Secondary is not necessarily second ratePosted: November 5, 2013
November 5, 2013
When we talk about research for competitive intelligence and other types of research, we tend to classify it into secondary research, or what some people call desk or library research, and primary, that is interview based, research. The unfortunate part of this terminology is that secondary somehow carries with it the inference that it is second rate, while primary is carrying the inference that it is somehow superior.
While primary certainly is critical, particularly to developing CI on issues like intentions and capabilities, secondary research is not only vital to prepare for your primary research, it is also vital in and of itself.
Let me give you an example of that. Some weeks ago Tom Clancy, the well-known author of techno-thrillers, passed away. For those not familiar with the genre, the techno-thriller includes as a major part of its presentation very detailed information on the use of and the capabilities of technology, such as what technology systems can do, how information technology really operates, etc.

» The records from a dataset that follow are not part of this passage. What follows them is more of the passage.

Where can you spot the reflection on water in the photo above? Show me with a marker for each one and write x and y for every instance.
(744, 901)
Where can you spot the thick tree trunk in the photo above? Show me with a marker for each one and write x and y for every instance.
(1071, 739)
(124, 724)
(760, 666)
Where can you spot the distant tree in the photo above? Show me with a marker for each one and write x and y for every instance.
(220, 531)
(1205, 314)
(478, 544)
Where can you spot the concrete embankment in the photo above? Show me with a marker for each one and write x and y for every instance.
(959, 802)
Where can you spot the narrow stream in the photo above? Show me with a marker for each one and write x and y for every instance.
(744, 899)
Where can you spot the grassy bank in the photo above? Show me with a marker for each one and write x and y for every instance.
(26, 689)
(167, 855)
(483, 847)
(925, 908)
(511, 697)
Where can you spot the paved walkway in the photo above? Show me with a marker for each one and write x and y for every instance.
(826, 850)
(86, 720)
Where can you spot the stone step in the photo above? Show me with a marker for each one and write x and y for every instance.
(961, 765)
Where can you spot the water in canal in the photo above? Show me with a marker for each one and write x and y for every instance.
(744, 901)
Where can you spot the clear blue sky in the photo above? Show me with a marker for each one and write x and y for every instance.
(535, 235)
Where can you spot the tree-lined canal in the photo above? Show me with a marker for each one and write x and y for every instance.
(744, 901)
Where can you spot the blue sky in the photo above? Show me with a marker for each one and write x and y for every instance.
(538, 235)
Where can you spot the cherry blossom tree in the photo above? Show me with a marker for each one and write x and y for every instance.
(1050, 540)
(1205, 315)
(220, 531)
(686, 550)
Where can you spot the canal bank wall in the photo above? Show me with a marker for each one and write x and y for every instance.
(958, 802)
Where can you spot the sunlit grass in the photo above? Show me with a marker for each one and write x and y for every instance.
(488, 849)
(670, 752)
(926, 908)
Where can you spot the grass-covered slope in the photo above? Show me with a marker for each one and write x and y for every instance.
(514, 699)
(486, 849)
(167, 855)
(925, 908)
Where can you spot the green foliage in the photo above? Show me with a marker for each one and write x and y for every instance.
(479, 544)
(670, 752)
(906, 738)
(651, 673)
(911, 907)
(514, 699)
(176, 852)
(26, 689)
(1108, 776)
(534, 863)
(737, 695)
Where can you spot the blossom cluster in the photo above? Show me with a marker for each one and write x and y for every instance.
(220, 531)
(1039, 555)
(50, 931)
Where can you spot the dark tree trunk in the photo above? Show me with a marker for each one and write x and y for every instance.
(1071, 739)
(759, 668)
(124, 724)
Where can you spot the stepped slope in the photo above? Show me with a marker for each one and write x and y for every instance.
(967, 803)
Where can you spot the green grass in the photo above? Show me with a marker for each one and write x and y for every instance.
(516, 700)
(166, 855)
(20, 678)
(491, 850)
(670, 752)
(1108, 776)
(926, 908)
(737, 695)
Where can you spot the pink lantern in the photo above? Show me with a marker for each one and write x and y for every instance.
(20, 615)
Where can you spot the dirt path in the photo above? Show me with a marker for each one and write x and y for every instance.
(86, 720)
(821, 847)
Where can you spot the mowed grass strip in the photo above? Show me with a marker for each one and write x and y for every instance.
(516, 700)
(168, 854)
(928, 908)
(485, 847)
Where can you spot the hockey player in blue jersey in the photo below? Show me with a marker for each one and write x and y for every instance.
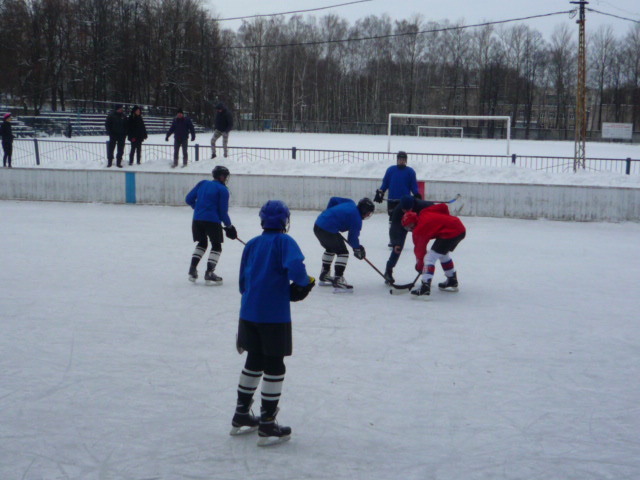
(341, 215)
(400, 180)
(210, 202)
(269, 263)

In Clancy’s case, he dealt with weapons, weapons systems, military tactics and military strategy. The story is told that following the release of his first big hit, The Hunt for Red October, Clancy was interviewed by representatives of US Naval Intelligence. Their concern was that he “obviously” had access to top-secret information that he drew upon when describing the capabilities of both US and Soviet war submarines. Clancy, then an insurance broker by trade, finally was able to convince US Naval Intelligence that he did not access to top-secret information to write his compellingly accurate book. Rather, so the story goes, Clancy told them that everything that was in the book, which was very accurate, he had located in the open source materials made available to him in the reading room at the United States Naval Academy at Annapolis.
So don’t sell secondary research short. And before you jump into your primary research, make sure you have completed your secondary research.